Was it a desperate act to board a plane to Prague in search of my husband? Yes. But it didn’t seem that way at the time.

  Out of sheer exhaustion, not a lack of anxiety or urgency, I lay on the plush down of Jack’s bed as he threw things into a large duffel bag-jeans, underwear, some old clothes of mine from a night I’d spent here after a party, a pair of sneakers I’d left after the last time we ran in Central Park together. When I closed my eyes I saw the dying stranger in Central Park. I saw my ruined home. Jack left the room for a minute and came back with a shaving kit.

  “I packed you a toothbrush.”

  “We’re not going on vacation.”

  “You can’t travel overseas without luggage. It looks suspicious.”

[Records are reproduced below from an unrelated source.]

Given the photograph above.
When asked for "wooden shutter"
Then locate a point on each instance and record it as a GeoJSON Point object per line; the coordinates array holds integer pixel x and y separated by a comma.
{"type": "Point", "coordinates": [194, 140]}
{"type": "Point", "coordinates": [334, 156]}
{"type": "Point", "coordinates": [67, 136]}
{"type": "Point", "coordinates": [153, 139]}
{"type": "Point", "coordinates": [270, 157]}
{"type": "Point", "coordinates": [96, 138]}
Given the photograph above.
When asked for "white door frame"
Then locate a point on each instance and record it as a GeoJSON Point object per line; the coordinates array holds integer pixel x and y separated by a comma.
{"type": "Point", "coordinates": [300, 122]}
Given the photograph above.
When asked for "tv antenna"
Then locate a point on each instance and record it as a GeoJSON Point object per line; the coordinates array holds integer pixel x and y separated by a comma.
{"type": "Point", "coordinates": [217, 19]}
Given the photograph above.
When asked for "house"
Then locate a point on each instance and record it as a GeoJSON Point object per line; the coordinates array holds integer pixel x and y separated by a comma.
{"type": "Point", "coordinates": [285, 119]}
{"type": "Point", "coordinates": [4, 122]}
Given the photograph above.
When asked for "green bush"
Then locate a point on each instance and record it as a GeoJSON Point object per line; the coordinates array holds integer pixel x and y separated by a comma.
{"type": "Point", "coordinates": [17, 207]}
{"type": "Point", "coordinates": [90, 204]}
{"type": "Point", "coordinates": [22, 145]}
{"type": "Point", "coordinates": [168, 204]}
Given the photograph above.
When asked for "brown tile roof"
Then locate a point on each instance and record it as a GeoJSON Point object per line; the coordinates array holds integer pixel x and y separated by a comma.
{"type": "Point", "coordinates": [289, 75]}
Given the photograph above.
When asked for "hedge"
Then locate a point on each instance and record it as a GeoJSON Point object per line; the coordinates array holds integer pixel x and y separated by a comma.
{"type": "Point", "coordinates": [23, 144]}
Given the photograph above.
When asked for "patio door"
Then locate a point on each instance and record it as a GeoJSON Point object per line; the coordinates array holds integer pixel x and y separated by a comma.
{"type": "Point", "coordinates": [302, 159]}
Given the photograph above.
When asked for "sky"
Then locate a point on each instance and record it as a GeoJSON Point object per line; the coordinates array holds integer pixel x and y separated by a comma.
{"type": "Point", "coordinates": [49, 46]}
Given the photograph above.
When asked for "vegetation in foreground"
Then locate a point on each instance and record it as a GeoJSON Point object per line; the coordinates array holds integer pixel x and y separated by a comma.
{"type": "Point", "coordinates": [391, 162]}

  Jack was ever the pragmatist; I always feared his reading of my novels. “I don’t get it,” he’d say. “How did she get from here to there?” Or: “How did he find her in that huge crowd?” Or: “What’s her motivation for doing what she did? It doesn’t make sense.”

  He liked the linear progression, the logical course of events, motivations so obvious that they didn’t brook questions. I liked the illogical leap in time and tense. Meaning that the nuts and bolts-how the window got unlocked or what vehicle was used to transport my character from this scene to that-bored and annoyed me.

  It’s the essence, the energy of character and action that moves me. I don’t want to tell how the vase found its way to the ground. Was it dropped? Was it thrown? I just want to show the shards, glistening and sharp, on the marble floor. Because that’s life. We don’t always act out of logic. Things can’t always be explained. Sometimes we don’t know how the vase got there, just that it has shattered, irreparably.